Four Year Strong – Four Year Strong (2015, Pure Noise Records)

four-year-strong-s-tMit ihrem mittlerweile sechsten Longplayer melden sich die Lieblings-Bartträger des Pop-Punk/Easycore von FOUR YEAR STRONG zurück. Bereits die vorangegangene EP „Go Down In History” hatte Gutes verheißen lassen und die Abkehr vom wenig geliebten Schritt in den Mainstream angedeutet, den noch „In Some Way, Shape Or Form” zuvor gewagt hatte. Was bekommt der Hörer nun geboten? Zunächst einmal Ratlosigkeit. Alle Trademarks von FOUR YEAR STRONG sind zweifelsfrei vorhanden: Rumpelnde, druckvolle Gitarrenriffs, eingängige, poppige Hooklines, eine fette Produktion. Und doch: Im Vergleich zur zuvor veröffentlichten EP wirkt „Four Year Strong” zunächst wie ein nasser Chinaböller – es zündet einfach nicht richtig.
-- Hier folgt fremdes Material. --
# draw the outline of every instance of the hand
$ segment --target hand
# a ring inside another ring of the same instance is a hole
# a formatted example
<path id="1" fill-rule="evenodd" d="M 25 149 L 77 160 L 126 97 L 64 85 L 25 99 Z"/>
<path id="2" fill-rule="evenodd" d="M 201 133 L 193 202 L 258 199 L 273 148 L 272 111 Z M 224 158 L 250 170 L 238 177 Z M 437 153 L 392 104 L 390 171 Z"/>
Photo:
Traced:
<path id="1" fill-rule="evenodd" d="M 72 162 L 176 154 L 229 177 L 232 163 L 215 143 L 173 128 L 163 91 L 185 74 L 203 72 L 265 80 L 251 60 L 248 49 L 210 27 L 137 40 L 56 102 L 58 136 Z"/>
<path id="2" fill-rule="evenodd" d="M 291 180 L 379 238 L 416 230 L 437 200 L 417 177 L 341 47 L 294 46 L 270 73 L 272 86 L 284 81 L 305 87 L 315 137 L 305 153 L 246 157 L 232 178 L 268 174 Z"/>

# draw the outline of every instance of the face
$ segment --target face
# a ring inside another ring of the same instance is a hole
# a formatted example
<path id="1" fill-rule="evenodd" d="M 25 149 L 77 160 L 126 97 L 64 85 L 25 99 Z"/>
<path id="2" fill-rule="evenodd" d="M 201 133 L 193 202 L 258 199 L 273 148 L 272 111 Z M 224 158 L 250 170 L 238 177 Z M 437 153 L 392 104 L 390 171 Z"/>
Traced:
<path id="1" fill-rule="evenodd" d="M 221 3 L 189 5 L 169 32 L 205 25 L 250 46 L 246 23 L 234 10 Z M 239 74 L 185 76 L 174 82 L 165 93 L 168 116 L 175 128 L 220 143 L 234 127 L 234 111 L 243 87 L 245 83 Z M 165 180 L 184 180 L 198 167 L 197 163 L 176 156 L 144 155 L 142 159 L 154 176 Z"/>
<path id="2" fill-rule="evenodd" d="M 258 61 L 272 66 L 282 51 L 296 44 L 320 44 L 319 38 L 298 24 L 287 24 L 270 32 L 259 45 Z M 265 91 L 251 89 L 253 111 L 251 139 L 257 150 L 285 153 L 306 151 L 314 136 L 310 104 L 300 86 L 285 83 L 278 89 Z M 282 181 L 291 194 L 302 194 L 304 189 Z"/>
Songs wie „We All Float Down Here” drücken den Hörer zwar mitgröhlend auf den Boden, andere Tracks wie etwa „Wipe Yourself Off Man, You Dead” reißen hingegen schon deutlich weniger mit. An Eingängigkeit mangelt es auch Songs wie „Stolen Credit Card” sicherlich nicht, aber eingängig ist auch die Macarena. Deutlich wird das große Manko von FOUR YEAR STRONG erst wirklich bei der Gegenüberstellung mit dem Magnus Opus, das die Band aus Massachusetts 2010 aus der Taufe gehoben hat. „Enemy Of the World” drückt, drängt und klingt deutlich dringlicher als das Self-titled. Die Songs wirken weniger schwerfällig, die Gitarren strotzen an jeder Ecke vor Spielfreude, die Gesangsspuren klingen euphorisch, begeistert, kämpferisch. „It Must Really Suck to Be Four Year Strong Right Now” bläst in Sachen Spielfreude jeden Song auf „Four Year Strong” aus dem Wasser, „What The Hell Is a Gigawatt” bringt mehr Begeisterung auf den Tisch als ein Großteil der Songs des neuen Albums.

Man könnte wohlwollend behaupten, FOUR YEAR STRONG seien anno 2015 einfach etwas reifer geworden, die traurige Wahrheit ist allerdings, dass FOUR YEAR STRONG anno 2015 wahrscheinlich einfach etwas langweiliger geworden sind. Die Eigenschaften, mit denen sich die Band in die Herzen der Fans gespielt hatte, blitzen zwar gelegentlich auf („We All Float Down Here”, „I’m a Big Bright Shining Star”), alles in allem scheitern FOUR YEAR STRONG aber am eigenen Vermächtnis. Kein Scheitern im Sinne eines versehentlichen Nunchuck-Schlages in die eigenen Kronjuwelen, aber doch ein Scheitern an der hohen Messlatte, die sich die Band selbst gelegt hat.